Almost every successful locked-breech semi-auto pistol out there is a 1911 derivative! There aren't very many rotating barrel, short recoil pistols out there, and very few gas operated pistols (and REALLY few long recoil pistols)!

Is a GLOCK a 1911 derivative? Yes.

Single stack? No
Hammer? No
Single action? No
Steel frame? No
Safety? No.
Beautifully designed gracefully curved aesthetics and ergonomics? No (give me a second to find my asbestos suit...)
Swinging link? (in my mind, this is actually the biggest difference between a 1911 and a GLOCK).... wait for it.... NO!

How is it a derivative? It's a Browning-designed tilting breech! Without SOMEONE figuring out that tilting breech, we'd be stuck with rotating barrels (which are probably conceptually fine, they just haven't taken off). And yes, this is definitely the most important facet of handgun design. We've got to contain the pressure somehow.

Just because we (well... Browning) figured out that it is better to not use the swinging link and use an inclined plane instead to lower the breech doesn't mean that the concept of locking the barrel to the slide was new to... well... anyone after Browning. This guy even patented the slide on a pistol (I know, not the 1911, but still one of his designs). I can't find any earlier successful semi-auto pistols that use a tilting breech.

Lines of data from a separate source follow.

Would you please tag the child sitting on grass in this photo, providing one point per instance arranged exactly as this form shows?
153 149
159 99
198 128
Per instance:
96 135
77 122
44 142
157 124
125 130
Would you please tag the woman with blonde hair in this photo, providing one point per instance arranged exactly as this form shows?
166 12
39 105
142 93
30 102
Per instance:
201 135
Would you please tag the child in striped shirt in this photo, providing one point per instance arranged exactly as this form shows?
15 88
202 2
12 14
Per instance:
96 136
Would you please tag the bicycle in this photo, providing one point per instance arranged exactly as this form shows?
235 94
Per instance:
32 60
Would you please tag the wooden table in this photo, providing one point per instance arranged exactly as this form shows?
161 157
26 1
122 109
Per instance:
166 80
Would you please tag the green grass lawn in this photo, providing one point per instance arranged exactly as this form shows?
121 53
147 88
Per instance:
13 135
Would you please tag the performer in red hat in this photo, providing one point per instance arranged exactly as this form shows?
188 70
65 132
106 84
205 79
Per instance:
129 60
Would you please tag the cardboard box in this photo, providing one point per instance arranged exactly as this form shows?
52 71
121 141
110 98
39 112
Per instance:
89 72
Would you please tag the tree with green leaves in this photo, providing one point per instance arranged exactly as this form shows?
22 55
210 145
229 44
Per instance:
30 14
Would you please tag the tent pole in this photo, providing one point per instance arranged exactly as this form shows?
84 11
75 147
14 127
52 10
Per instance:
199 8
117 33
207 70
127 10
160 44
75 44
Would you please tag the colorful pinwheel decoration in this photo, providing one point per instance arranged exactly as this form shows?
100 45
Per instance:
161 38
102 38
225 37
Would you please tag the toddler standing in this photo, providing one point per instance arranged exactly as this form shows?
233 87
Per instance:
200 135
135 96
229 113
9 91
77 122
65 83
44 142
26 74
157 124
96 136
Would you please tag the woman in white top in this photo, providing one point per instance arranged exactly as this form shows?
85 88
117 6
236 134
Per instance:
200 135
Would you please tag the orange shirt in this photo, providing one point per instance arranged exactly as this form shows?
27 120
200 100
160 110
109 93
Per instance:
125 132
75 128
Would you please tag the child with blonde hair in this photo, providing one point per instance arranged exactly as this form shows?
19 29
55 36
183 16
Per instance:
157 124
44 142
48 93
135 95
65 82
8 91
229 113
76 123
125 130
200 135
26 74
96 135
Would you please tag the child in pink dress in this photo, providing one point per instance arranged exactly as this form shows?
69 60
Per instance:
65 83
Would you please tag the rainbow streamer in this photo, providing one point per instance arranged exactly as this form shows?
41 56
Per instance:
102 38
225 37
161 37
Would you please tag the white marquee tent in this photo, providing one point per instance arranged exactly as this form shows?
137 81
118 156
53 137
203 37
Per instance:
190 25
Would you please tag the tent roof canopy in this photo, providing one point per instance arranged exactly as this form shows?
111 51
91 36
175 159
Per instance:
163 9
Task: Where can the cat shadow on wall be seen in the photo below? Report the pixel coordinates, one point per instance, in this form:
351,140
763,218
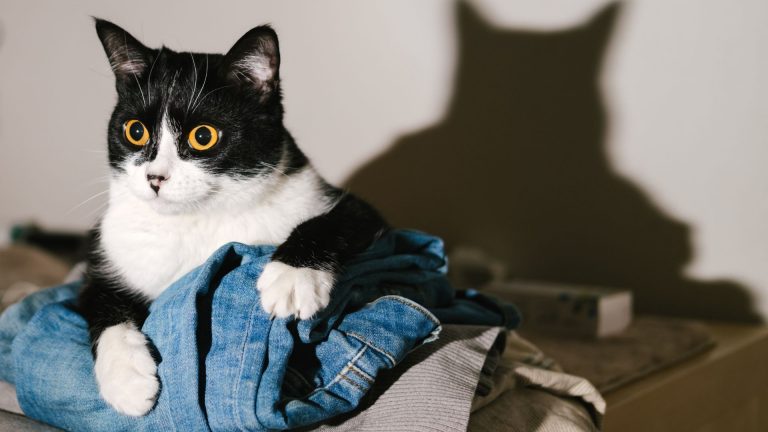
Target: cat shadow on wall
518,167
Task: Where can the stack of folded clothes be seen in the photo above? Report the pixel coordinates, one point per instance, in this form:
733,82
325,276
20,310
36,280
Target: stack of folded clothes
224,364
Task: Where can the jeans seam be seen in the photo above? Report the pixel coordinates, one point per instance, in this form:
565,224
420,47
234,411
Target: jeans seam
424,311
366,342
359,372
242,366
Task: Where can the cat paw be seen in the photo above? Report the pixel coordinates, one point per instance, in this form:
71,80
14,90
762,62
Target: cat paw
299,291
125,370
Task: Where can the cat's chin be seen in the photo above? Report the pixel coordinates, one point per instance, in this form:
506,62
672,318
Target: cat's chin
169,208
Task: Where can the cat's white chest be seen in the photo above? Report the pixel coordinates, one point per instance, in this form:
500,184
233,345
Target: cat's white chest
150,251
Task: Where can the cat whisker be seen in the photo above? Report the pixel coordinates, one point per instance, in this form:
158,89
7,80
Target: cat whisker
200,102
205,78
149,77
130,59
194,84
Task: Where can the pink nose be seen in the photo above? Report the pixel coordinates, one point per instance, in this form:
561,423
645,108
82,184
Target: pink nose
155,180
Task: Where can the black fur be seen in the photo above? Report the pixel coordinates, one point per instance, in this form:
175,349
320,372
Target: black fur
249,111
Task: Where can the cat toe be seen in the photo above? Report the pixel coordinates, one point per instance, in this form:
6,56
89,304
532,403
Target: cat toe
299,291
125,370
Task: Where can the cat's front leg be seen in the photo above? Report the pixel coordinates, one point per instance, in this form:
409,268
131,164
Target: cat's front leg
299,279
294,290
125,370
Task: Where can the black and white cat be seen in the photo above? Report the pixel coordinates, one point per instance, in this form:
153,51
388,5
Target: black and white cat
199,157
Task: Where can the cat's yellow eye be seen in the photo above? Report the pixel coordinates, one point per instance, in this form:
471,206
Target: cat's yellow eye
135,132
203,137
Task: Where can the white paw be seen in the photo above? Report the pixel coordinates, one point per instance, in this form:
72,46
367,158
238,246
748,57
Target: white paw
299,291
125,370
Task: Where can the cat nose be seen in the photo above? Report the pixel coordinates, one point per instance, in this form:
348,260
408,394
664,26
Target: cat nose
155,180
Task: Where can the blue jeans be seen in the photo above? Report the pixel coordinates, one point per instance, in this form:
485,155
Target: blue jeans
224,364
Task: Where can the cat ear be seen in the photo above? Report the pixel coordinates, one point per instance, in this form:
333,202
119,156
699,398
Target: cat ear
127,56
255,60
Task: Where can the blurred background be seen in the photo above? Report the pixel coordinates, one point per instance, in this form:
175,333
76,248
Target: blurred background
621,143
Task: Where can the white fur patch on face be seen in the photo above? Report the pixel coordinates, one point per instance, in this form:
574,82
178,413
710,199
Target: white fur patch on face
185,184
125,370
258,67
299,291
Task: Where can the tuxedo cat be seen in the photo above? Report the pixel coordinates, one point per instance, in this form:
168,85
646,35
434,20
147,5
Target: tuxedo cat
199,157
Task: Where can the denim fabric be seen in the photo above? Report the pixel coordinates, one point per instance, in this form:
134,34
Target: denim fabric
224,364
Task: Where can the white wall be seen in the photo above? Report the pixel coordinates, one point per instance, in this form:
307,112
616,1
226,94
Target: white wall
685,85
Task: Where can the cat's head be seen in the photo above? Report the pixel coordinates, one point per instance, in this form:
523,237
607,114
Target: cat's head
193,130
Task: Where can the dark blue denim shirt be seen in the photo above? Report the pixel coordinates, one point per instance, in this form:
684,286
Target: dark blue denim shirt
224,363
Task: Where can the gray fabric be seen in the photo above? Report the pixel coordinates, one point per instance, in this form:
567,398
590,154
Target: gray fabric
431,391
529,392
434,390
648,345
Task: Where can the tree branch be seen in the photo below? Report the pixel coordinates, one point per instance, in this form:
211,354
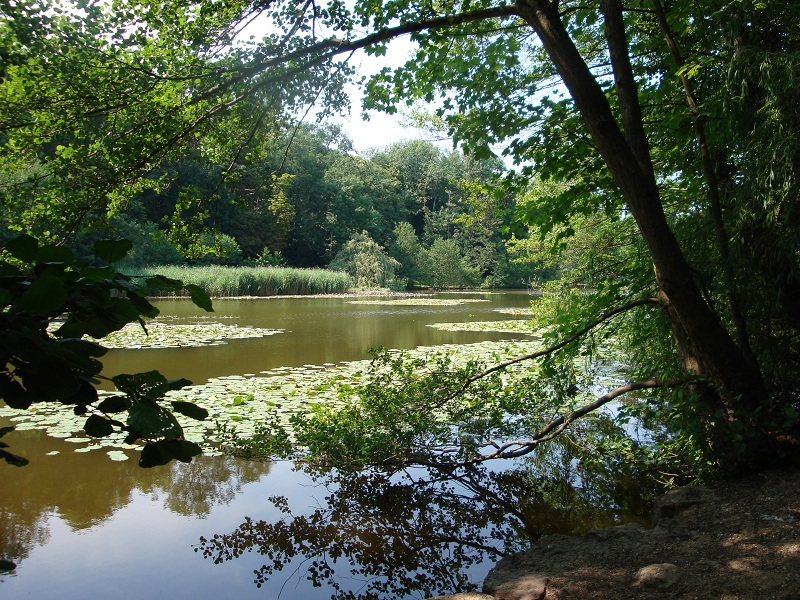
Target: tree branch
333,46
518,448
505,364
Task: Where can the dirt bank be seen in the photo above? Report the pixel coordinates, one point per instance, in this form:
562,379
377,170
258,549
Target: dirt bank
734,540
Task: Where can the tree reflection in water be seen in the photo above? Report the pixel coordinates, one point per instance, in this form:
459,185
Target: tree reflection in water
417,533
86,490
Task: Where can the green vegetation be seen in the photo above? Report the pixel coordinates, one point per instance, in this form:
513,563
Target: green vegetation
49,301
223,281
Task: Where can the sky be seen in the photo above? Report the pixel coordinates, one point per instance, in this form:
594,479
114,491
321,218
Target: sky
381,129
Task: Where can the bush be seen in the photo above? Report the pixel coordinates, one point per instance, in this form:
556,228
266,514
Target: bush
368,265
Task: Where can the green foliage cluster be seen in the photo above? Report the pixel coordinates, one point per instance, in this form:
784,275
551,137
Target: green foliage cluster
50,301
367,264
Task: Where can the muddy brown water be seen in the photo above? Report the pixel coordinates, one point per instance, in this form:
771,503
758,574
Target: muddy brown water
83,526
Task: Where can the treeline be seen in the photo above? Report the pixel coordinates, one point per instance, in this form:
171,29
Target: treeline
407,215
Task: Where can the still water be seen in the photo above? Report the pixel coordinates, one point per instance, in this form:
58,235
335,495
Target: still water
83,526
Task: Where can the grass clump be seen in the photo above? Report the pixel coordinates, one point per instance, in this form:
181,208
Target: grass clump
222,281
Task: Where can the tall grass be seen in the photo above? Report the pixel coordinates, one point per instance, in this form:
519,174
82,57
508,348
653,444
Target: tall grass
222,281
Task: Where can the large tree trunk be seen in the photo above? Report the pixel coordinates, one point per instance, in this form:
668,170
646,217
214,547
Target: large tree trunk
705,346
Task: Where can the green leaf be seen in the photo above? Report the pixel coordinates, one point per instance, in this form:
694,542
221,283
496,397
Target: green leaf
190,409
97,426
55,254
199,297
23,247
44,297
14,394
114,404
112,251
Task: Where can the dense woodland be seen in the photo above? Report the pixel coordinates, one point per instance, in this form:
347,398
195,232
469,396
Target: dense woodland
655,158
310,195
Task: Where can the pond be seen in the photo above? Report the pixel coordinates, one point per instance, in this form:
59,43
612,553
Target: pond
78,524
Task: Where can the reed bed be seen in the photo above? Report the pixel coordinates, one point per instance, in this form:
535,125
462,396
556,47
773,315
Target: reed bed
221,281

If you know of any, please tell me. Really, I want to know. 'Cause I'm a nerd.

So... are we are upset that the Sig won the army trials? Well...
Are we upset that there are other pistols that do well in competitions?
Are we upset that some people like ugly chunks of plastic for carry/competition/duty?

They are all 1911s! Just in various stages of un-1911-liness. Grandkids, you might say. If someone has an earlier design for the tilting breech I need to know about, I'll call them cousins three or four times removed instead of grandkids.

BUT! Until you take away the tilting breech, you are going to have a tough time convincing me that it is not a 1911 derivative.

This whole thread is pointless. But good on the Philippines for using domestic industry. A society that doesn't produce something falls into insignificance and dependence on others.

Yada, yada, yada! :) It is a 1911 to me if it has the action, the trigger, the hammer, the specific safeties i.e. the parts that make bang or stop it from making bang. Double stacking the magazine, lightening the frame with aluminum or polymer, none of that matters to me. Nobody shoots and Glock and thinks, "Oh, another 1911." But a 2011, that is a different story.
 
Nobody shoots and Glock and thinks, "Oh, another 1911."

Well... It's been a while since I shot a Glock, but nearly every time I pick up my S&W Shield (.45) and put it on for the day I really do think...

"Boy am I glad they figured out how to make a 1911 subcompact!"

And boy am I glad it weighs less than it did a hundred years ago too!

(And yes, I like "real" 1911s too. If these new Philippine military ones are as good as the Armscor ones I've seen, I have no question why they find them satisfactory. A pistol is used so seldom that it really doesn't matter all that much to a military what they have, but as far as I am concerned, they did choose well.)